Recently I've been playing far too much PlayStation, the game Gran Turismo in particular. For those who don't know, Gran Turismo is a racing game that dubs itself "the real driving simulator". One of the numerous ways it does this is by including a number of motorsport disciplines. One such discipline included is rallying, or rally racing.

A rally car taking a hairpin turn
If you haven't seen rally racing in real life, it's somewhat spectacular. Unlike other types of motorsports, rallying does not take place on a purpose-built circuit. Instead, drivers take modified road-legal cars from point A to point B on a series of public or private roads. The courses for rally driving are often in more rural areas, supposedly because this is far more interesting than watching cars drive through tightly-packed urban areas. Rather than having all the competing cars on the track simultaneously, the cars take turns, setting off from the start point at separate times with the intention of reaching the finish in the shortest possible time.

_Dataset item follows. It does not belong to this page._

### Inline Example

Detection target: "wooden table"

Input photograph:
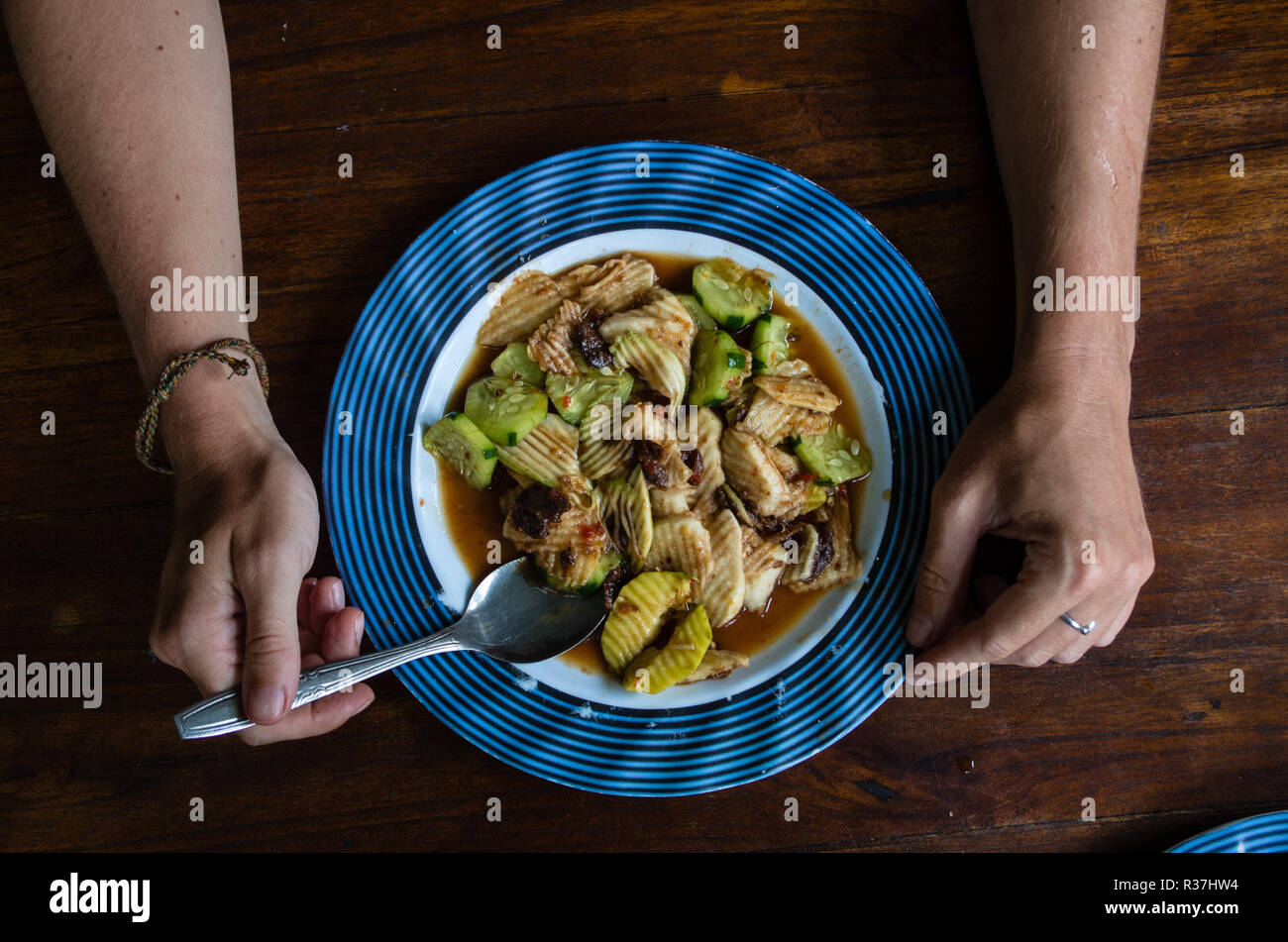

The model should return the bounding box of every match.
[0,0,1288,851]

Another element that differentiates rallying from other motorsports is the presence of a second person in the car. While the route that drivers have to take is generally marked out for the drivers, the driver is given instructions, known as pacenotes, by their co-driver. These instructions, rather than being directions, e.g. which turn to take, the co-driver tells the driver the severity of the turn, the quality of the road, and any other useful information that will help the driver get from the start to the finish in the shortest possible time.

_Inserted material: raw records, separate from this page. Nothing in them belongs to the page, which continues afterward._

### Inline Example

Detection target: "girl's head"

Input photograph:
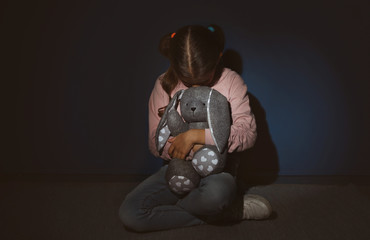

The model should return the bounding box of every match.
[159,25,224,95]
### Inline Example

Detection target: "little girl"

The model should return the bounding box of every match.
[119,25,271,232]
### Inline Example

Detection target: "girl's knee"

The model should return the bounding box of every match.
[118,199,146,232]
[195,173,236,212]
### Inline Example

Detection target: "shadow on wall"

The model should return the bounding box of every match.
[223,50,279,191]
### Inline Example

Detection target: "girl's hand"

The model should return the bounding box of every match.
[168,129,205,160]
[193,144,204,152]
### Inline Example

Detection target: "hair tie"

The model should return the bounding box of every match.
[208,26,215,32]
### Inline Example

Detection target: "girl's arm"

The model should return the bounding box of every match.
[148,77,171,160]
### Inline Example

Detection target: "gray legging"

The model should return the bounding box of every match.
[119,165,236,232]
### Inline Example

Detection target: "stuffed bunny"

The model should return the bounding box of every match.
[155,86,231,194]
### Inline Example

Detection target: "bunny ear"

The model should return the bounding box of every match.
[155,90,184,154]
[207,89,231,153]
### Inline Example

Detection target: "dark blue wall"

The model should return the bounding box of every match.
[0,0,370,175]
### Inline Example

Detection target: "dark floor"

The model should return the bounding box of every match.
[0,176,370,240]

Those who've ever tried to navigate on a family holiday know that giving the driver directions will almost always result in a huge argument. So how do you do that hurtling down a narrow gravel road at 100 miles per hour? The answer is quite simple: quickly.

To the untrained eye and ear, the language used by co-pilots is pretty confusing. Even the written form of this language is little more than single letters, numbers, and the occasional symbol, all in shorthand.

When spoken, the pacenotes sound like little more than sound bites of seemingly random words and numbers. Rather than waste time with the various complications of grammar, the language used in rally pacenotes is there for the transmission of information in the quickest possible way.

It should also be noted that while there are general systems used in pacenotes, every driver and co-driver team will have their own nuances and personal lingo that they use in the car. English also retains a de facto status for pacenotes even though each team will read them in whichever language or languages feel most comfortable to them.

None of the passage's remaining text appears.